Vers un arrachage temporaire

La prudence semble en tout cas être de mise, y compris pour d’éventuelles mesures d’accompagnement. "Nous avons acté au niveau de nos deux familles (viticulteurs et négoce) un travail qui doit aboutir en 2025 pour proposer des solutions d’adaptation, dans le but de les appliquer dès la prochaine récolte", révèle le chef de file de l’UGVC.

"Elles seront basées sur plusieurs leviers d’adaptations individuels pour obtenir un coût de production à l’hectare plus correct". L’arrachage est donc envisagé, mais il sera temporaire, volontaire et compensable par une hausse possible - mais pas imposée - des rendements à l’hectare. La filière se réserve aussi le droit de ne pas user de ses droits de replantation.

Répondre à la crise

"Moins produire, arracher ou pas, ça peut être une réponse pour les 25 prochaines années mais ça ne correspond pas à la réalité de ce qu’on est en train de vivre", insiste Charles Boinaud, en attente de mesures plus immédiates. Elles pourraient passer par un renchérissement du prix des importations chinoises.

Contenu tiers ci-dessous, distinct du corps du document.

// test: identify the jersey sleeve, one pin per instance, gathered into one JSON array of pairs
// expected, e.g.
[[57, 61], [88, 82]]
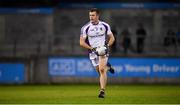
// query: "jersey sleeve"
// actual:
[[83, 32], [109, 30]]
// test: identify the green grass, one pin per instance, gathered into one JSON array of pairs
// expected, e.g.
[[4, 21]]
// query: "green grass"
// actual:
[[81, 94]]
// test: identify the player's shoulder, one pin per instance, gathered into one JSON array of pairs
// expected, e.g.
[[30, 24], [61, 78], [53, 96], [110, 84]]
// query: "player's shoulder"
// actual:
[[104, 23], [86, 25]]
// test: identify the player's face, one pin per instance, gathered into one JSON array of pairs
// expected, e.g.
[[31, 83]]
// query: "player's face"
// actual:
[[94, 17]]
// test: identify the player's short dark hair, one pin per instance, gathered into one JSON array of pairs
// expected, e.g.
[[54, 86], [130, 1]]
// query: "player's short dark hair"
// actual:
[[94, 10]]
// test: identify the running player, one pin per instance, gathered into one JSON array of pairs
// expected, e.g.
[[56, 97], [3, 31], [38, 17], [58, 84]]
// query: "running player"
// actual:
[[94, 34]]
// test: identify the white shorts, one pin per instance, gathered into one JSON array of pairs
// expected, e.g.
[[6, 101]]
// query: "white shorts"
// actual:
[[95, 58]]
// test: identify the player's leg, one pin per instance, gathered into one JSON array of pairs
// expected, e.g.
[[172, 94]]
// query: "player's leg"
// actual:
[[103, 74], [110, 68]]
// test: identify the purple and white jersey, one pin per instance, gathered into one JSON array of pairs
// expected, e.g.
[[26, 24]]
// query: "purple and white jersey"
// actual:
[[96, 34]]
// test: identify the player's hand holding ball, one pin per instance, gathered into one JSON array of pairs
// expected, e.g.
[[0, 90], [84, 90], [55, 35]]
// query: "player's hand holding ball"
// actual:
[[102, 50]]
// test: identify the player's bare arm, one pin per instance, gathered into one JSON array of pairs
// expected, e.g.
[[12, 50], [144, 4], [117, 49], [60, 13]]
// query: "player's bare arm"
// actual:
[[84, 44], [111, 40]]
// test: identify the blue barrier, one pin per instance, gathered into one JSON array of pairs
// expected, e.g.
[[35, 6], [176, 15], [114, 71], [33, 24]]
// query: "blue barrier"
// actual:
[[11, 73], [125, 67]]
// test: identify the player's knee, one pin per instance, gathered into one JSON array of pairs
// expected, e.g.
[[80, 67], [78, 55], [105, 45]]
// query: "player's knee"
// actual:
[[102, 70]]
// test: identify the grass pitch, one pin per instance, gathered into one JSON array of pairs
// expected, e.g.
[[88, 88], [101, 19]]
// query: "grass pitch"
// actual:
[[87, 94]]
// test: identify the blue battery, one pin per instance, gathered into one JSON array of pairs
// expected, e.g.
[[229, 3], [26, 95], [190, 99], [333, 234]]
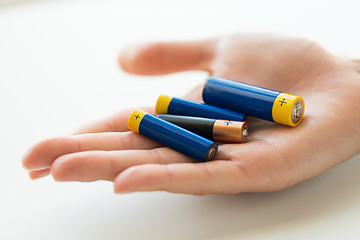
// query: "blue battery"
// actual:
[[172, 136], [255, 101], [178, 106]]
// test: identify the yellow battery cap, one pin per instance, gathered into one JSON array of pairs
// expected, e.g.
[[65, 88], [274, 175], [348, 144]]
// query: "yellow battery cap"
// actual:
[[288, 109], [162, 104], [135, 119]]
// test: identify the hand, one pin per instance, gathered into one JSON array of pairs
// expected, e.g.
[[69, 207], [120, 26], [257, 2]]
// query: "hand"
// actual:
[[276, 156]]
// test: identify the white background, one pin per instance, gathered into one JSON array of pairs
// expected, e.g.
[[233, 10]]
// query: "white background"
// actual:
[[58, 69]]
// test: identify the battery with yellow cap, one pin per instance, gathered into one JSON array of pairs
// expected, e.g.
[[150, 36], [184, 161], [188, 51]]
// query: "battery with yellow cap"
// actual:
[[172, 136], [255, 101], [178, 106], [213, 129]]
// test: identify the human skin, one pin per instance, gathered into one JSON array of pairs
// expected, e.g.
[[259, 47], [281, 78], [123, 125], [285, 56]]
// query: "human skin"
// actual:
[[274, 158]]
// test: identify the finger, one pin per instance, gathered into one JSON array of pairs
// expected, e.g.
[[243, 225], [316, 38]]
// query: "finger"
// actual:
[[115, 123], [44, 153], [167, 57], [35, 174], [106, 165], [198, 179]]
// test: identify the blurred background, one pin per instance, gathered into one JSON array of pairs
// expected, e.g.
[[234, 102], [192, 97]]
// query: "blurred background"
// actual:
[[58, 70]]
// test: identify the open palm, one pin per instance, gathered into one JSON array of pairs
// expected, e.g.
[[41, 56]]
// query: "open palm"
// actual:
[[275, 157]]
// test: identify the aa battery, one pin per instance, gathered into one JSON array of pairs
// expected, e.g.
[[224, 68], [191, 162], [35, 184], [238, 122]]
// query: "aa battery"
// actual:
[[214, 129], [255, 101], [177, 106], [172, 136]]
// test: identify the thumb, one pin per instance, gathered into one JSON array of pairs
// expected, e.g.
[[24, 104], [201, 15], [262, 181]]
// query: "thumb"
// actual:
[[167, 57]]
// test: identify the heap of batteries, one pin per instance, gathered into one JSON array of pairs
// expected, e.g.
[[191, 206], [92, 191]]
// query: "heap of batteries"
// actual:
[[191, 127]]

Jérôme Sourisseau, président de la communauté des communes du Grand Cognac, a indiqué au quotidien Charente Libre qu’une cellule de crise allait être mise en place en novembre, ciblant les entreprises en difficulté.

Le cap est désormais clairement dessiné : temporiser, occuper le terrain, et attendre que l’orage passe, en espérant qu’il n’emporte pas les fondations. Des raisons d’espérer demeurent : le marché américain, bien que suspendu aux résultats électoraux, semble retrouver des couleurs (+ 20,7 % d’expéditions au premier semestre), l’activité en duty free suscite les espoirs du négoce… et la Chine reste "un marché d’avenir" pour Éric Le Gall.

"Il y a encore une belle appétence des consommateurs chinois pour le cognac et une marge de manœuvre géographique assez énorme, notamment dans le centre et le nord du pays". Le tout s’arrose, enfin, d’un certain esprit frondeur. "Le cognac a plus de 300 ans, ce n’est pas l’évolution du transport automobile qui va le tuer", ironise enfin Florent Morillon. "On ne va pas se laisser passer la tête sur le billot".